Im Rechenbeispiel machen die Zinsen nach vier Jahren mehr als 50 Prozent der Schuldensumme aus
Wie die Zeitung weiter schreibt, habe die Bundesregierung unlängst ausgerechnet, dass ein gesetzlich versicherter Selbständiger, der seinen Beitrag nicht zahlt, nach 2 Jahren auf Beitragsschulden von 10.447 Euro kommt, wovon 3.847 Euro Säumniszuschläge sind. Nach vier Jahren machten Zinsen und Zuschläge schon mehr als die Hälfte der auf 29.300 Euro gewachsenen Schuld aus.
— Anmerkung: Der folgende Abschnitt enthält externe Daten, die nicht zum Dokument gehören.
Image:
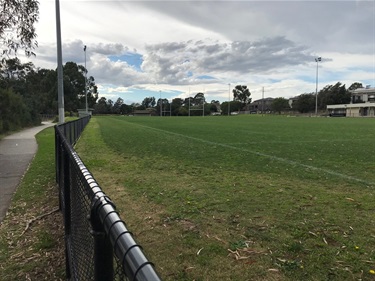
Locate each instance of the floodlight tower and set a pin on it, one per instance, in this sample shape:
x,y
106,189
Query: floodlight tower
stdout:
x,y
60,81
87,110
317,60
229,100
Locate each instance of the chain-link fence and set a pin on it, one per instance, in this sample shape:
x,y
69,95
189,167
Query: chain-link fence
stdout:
x,y
98,244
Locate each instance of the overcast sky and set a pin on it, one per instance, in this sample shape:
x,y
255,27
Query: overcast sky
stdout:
x,y
138,49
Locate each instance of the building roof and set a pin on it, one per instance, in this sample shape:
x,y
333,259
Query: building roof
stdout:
x,y
366,90
351,105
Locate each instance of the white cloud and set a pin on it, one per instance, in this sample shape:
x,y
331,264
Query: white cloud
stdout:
x,y
270,44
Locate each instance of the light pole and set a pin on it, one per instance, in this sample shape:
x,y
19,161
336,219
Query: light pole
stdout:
x,y
229,100
87,111
60,81
317,60
161,105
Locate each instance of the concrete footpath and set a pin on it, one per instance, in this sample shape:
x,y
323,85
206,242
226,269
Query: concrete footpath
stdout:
x,y
16,152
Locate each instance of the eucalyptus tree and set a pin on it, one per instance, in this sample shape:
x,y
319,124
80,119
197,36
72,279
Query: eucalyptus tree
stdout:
x,y
17,27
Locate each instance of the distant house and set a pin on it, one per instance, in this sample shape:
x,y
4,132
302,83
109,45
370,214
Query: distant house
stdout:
x,y
142,113
82,112
262,105
362,104
146,112
292,100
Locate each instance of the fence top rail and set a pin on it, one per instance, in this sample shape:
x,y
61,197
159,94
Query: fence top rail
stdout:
x,y
103,211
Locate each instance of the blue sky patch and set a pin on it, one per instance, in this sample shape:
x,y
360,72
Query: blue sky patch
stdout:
x,y
205,77
133,59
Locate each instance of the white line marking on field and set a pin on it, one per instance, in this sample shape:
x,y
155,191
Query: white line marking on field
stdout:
x,y
283,160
Die private Versicherung konnte solche Verträge bisher "ruhend" stellen und die Versicherungspflicht auf ein Notfallniveau absenken, heißt es in dem Bericht weiter. Die Kunden blieben aber in den vergleichsweise teuren Tarifen gebunden, ihr Schuldenberg wuchs weiter. Für solche Fälle soll es nun nach einem ausgeklügelten Mahnverfahren in der privaten Krankenversicherung einen eigenen neuen Notlagentarif geben. Er umfasst nur eine Basisbehandlung. Im Kern ist das die Behandlung von akuten Erkrankungen, Schmerzzuständen, chronischen Erkrankungen und Schwangerschaften. Eine Altersrückstellung wird nicht aufgebaut. Klassische Instrumente der PKV wie Risikozuschläge, Leistungsausschlüsse und Selbstbehalte gibt es nicht.
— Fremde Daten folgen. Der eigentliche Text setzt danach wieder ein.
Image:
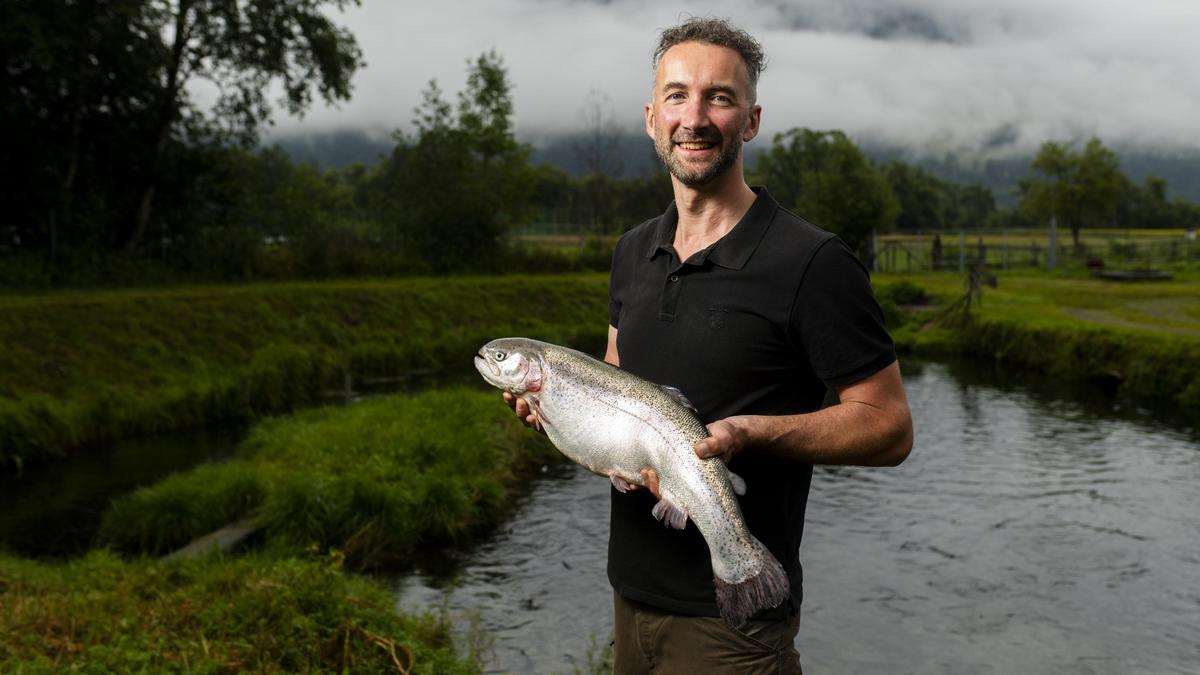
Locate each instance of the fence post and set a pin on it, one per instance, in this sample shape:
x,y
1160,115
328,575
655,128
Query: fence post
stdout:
x,y
1053,254
875,250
Unklarheit herrscht darüber, wie mit uneinbringlichen Schulden umgegangen werden soll
Dieser Tarif sei für alle Anbieter einheitlich, wobei Art, Umfang und Höhe vom PKV-Verband festgelegt würden. In Branchenkreisen wird davon ausgegangen, dass der vom Kunden zu zahlende Beitrag für den Notlagentarif 100 Euro im Monat nicht übersteigen wird. "Bis zu 50 Prozent davon, also 50 Euro, kann der Versicherer aus einer im alten Tarif angesammelten Altersrückstellung des Kunden zuschießen", schreibt die "FAZ". "Hat der seine Schulden abgezahlt, kann er in den alten Tarif mit den besseren Konditionen zurückkehren." Nichts gesagt wird in dem Gesetzestext drüber, wie mit den aufgelaufen und vielfach vermutlich uneinbringlichen Schulden umgegangen werden soll.
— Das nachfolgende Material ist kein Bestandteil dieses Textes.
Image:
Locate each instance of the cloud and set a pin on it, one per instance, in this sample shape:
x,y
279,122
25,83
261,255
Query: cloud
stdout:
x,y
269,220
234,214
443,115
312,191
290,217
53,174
Der Verband der Ersatzkassen (vdek) ließ erklären, er begrüße "dass die durch die Große Koalition 2007 von ein Prozent auf fünf Prozent je Säumnismonat beschlossene Anhebung der Säumniszinsen wieder rückgängig gemacht werden soll." Denn die hohen Säumniszuschläge hätten nicht die von der damaligen Bundesregierung erhoffte Wirkung gehabt, heißt es weiter. "Sie haben zu keiner verlässlichen Beitragszahlung geführt, sondern die Probleme mit den Beitragsrückständen verschärft."